COVID-19 Drives C-Store Industry Changes: 7 Trends for 2020
The outbreak of coronavirus disease 2019 (COVID-19) drove major changes for the convenience store industry.
Fifteen percent of grocery shoppers said they were more likely to shop in a c-store, said Lori Buss Stillman, the National Association of Convenience Stores’ vice president of research, speaking during the organization’s State of the Industry Summit virtual experience.
The pandemic also accelerated the move to last-mile fulfillment: 31% of U.S. households ordered food online March 23-25 and demand for food delivery spiked by double- and triple-digit percentages in major metropolitan areas.
Stillman noted that 19% of consumers said they were more likely to buy online for in-store pickup, 18% were more likely to buy online for delivery, and 23% were making fill-in trips more often.
She forecast that 43% would continue to shop online after the COVID-19 crisis subsides.
To capture and retain customers coming out of the pandemic, c-store operators “need to remain shopper-centric and more aggressively utilize data to personalize offers, remove friction, enhance experience and experimentation and drive trips, Stillman said.
The summit touched on other key trends. Here are 7 that caught our eye:
1. Convenience Store Market Bracing for Recession
The recession already began globally and in the United States, said Anirban Basu, chairman and CEO of Sage Policy Group.
“I expect it to be short and vicious,” Basu said. “When it commences, recovery from this crisis will be sharp, profound and most welcome – interest rates low, pent-up demand high, need to rebuild inventories, and people anxious to meet again, go to restaurants, see a movie, watch the [Major League Baseball’s] Orioles, and engage in other most wonderful of human activities.”
2. Working Through the Oil Supply Glut
Do not expect a return to “normal” oil prices for some time, as it will take a while to work through all the oil in storage, according to an OPIS presentation: Even with a rapid recovery of demand, oil prices will not get to the levels they were at the beginning of 2020 until well into 2021.
3. Slowing Sales of Alternative Vehicles
The prolonged low-price environment is expected to slow sales of alternative fuel vehicles, though electric vehicle penetration into the fleet is likely to be steady, according to IHS Markit, the parent of OPIS. By 2026 North American production of EVs is expected to reach 1.52 million units, up 280% from 2019. EV production is expected to represent 9% of total vehicle production in 2026, up from 2.5% in 2019.
However, challenges remain: Electric vehicles are still more expensive than gasoline-powered vehicles and will continue to be until 2025-2030; the charging infrastructure needs to improve but is coming along; the government will lose excise tax revenue; and consumers may not be willing to absorb the extra cost of electricity. All vehicle sales will slow in 2020.
4. C-stores Going Mobile
The use of apps and mobile payment were already trends but got a push from the need to avoid contact with surfaces and with people during the pandemic, said Stillman.
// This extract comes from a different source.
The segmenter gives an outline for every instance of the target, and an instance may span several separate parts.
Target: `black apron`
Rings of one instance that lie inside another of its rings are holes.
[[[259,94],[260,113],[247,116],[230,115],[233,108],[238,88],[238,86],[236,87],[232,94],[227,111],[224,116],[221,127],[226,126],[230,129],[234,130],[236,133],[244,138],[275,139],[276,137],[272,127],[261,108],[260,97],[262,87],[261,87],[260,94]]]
Thirty-two percent of shoppers said their smartphone had become a more important shopping tool and that figure was 42% for millennials, she said. Nick Ruffner, public relations manager for Sheetz Inc., said that as a result of COVID-19, the company was expanding digital initiatives, including rolling out “Scan and Go” to all of its stores. Scan and Go allows customers to use their phone to scan items and pay without interacting with a store employee.
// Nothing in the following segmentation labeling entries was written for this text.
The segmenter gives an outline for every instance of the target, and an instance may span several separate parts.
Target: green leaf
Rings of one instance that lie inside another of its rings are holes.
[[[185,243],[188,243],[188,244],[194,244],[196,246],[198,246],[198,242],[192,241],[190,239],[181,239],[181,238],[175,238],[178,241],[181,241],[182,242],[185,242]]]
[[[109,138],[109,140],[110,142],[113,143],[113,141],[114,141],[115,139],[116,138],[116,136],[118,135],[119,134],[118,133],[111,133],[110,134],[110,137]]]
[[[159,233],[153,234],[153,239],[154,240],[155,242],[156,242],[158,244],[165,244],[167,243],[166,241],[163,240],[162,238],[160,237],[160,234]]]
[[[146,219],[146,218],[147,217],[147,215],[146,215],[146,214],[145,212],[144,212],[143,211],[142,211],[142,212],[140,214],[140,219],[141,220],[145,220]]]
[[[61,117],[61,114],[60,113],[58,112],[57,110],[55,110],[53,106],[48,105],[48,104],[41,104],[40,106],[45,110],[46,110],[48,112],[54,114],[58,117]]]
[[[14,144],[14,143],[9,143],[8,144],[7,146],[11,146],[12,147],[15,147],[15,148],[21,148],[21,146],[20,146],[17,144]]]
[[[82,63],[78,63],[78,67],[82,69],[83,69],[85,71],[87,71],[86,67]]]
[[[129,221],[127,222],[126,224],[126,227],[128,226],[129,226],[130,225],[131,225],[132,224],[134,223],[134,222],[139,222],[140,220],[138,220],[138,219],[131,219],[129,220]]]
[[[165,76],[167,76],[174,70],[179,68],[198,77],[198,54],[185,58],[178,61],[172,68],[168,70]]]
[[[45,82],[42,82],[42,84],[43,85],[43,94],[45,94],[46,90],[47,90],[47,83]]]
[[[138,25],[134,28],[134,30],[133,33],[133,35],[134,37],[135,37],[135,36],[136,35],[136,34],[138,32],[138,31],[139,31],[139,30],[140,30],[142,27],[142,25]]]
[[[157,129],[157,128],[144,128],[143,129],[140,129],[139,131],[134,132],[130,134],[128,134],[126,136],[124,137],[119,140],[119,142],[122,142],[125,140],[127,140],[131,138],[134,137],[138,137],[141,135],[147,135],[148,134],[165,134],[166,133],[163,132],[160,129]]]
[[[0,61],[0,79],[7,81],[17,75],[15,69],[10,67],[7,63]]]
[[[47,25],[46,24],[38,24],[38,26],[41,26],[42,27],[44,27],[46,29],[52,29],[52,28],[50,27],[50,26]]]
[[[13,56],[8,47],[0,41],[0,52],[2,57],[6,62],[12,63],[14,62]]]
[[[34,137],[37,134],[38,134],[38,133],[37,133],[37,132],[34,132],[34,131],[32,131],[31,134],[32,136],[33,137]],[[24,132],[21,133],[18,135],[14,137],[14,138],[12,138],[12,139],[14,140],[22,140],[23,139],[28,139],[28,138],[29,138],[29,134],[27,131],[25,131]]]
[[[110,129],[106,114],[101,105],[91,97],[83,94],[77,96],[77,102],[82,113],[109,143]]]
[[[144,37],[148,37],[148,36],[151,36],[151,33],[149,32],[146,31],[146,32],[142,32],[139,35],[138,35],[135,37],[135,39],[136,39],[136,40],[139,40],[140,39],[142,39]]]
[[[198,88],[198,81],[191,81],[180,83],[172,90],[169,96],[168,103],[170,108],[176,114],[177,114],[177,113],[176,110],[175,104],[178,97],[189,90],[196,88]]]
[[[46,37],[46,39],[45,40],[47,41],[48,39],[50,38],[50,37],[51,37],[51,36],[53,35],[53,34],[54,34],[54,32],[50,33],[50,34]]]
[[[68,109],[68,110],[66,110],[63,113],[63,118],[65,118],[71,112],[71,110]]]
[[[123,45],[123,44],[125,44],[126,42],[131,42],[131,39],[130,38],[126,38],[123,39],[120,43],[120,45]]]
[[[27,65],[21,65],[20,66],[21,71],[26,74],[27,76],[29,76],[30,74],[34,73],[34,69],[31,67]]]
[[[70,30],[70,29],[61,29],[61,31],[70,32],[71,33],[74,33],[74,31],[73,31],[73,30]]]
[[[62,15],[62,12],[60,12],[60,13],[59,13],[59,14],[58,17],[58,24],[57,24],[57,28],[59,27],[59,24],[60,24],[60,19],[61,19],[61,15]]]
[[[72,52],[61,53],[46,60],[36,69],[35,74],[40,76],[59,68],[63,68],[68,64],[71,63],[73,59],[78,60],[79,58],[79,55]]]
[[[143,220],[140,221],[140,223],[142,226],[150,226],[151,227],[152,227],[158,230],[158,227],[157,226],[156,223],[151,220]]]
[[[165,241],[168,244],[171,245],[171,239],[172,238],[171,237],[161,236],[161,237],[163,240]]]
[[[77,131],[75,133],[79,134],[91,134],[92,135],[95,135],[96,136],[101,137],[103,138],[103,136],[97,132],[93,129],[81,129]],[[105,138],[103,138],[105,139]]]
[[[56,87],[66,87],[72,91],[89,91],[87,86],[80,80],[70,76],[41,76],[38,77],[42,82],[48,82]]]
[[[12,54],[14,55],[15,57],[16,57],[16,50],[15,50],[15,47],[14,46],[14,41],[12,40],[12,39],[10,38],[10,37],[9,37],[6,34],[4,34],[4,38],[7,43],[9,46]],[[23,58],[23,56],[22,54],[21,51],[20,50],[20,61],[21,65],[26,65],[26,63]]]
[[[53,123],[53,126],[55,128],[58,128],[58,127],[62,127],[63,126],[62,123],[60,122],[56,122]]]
5. More Tobacco Restrictions – But Greater Beer and Cigarette Sales
Last December, the federal minimum age for tobacco moved to 21 from 18. The ban affects 3%-5% of sales volumes, Maggelet noted. That age group also represents 15% of e-cigarette volume and 4% of smokeless-tobacco sales volume. The U.S. Food and Drug Administration in January published final guidance banning the majority of fruit and mint-flavored nicotine vaping products, which has “significantly” impacted sales, he said.
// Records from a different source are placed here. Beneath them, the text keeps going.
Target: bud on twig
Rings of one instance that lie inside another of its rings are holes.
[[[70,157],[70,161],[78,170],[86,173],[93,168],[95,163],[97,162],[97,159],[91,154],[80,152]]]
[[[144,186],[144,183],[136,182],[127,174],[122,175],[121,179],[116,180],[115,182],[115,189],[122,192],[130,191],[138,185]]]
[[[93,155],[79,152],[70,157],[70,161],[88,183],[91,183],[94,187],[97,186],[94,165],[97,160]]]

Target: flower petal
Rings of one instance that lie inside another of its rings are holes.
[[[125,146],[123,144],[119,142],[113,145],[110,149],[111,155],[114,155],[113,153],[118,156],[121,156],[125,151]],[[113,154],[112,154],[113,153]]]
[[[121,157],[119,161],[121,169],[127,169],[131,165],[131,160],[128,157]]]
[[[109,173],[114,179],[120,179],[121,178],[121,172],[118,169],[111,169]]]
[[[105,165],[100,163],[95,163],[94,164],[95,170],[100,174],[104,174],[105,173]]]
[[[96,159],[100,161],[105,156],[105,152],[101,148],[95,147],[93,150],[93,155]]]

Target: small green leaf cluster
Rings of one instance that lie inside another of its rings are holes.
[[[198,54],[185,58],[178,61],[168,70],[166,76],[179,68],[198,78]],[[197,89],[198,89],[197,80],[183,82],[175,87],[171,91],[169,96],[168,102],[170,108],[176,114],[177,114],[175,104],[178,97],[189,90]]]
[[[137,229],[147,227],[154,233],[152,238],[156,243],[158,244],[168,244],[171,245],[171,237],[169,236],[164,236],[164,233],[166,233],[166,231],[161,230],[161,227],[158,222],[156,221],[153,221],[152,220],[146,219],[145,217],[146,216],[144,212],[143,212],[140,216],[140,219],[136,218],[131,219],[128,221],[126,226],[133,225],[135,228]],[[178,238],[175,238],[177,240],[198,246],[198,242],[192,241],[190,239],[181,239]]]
But during the pandemic’s phase of restricted living, c-stores saw cigarette and beer sales jump, according to speaker Caitlyn Battaglia, associate client director for Nielsen. Premium cigarettes and premium beer were the biggest winners, followed by imported beer, smokeless tobacco and e-cigarettes.
6. Closing the Gender Gap
More women are shopping at c-stores, and about 80% of women cite safety as “very important” when deciding to make purchases inside stores. The biggest factors to lure motorists into the store are cleanliness, safety and comfortable stores. “Over 70% of women visited a store with the intent of using the restroom but decided to leave and go elsewhere upon seeing the condition,” said Jose Gomes, president of North America for dunnhumby, a global customer data science firm.
7. Putting in Place an Emergency Plan
Industry leaders said the pandemic prompted them to refine emergency plans, including forming an employee task force to map out their response to pandemics. The big emphasis was communication with employees, vendors, bankers, accountants, lawyers and consumers.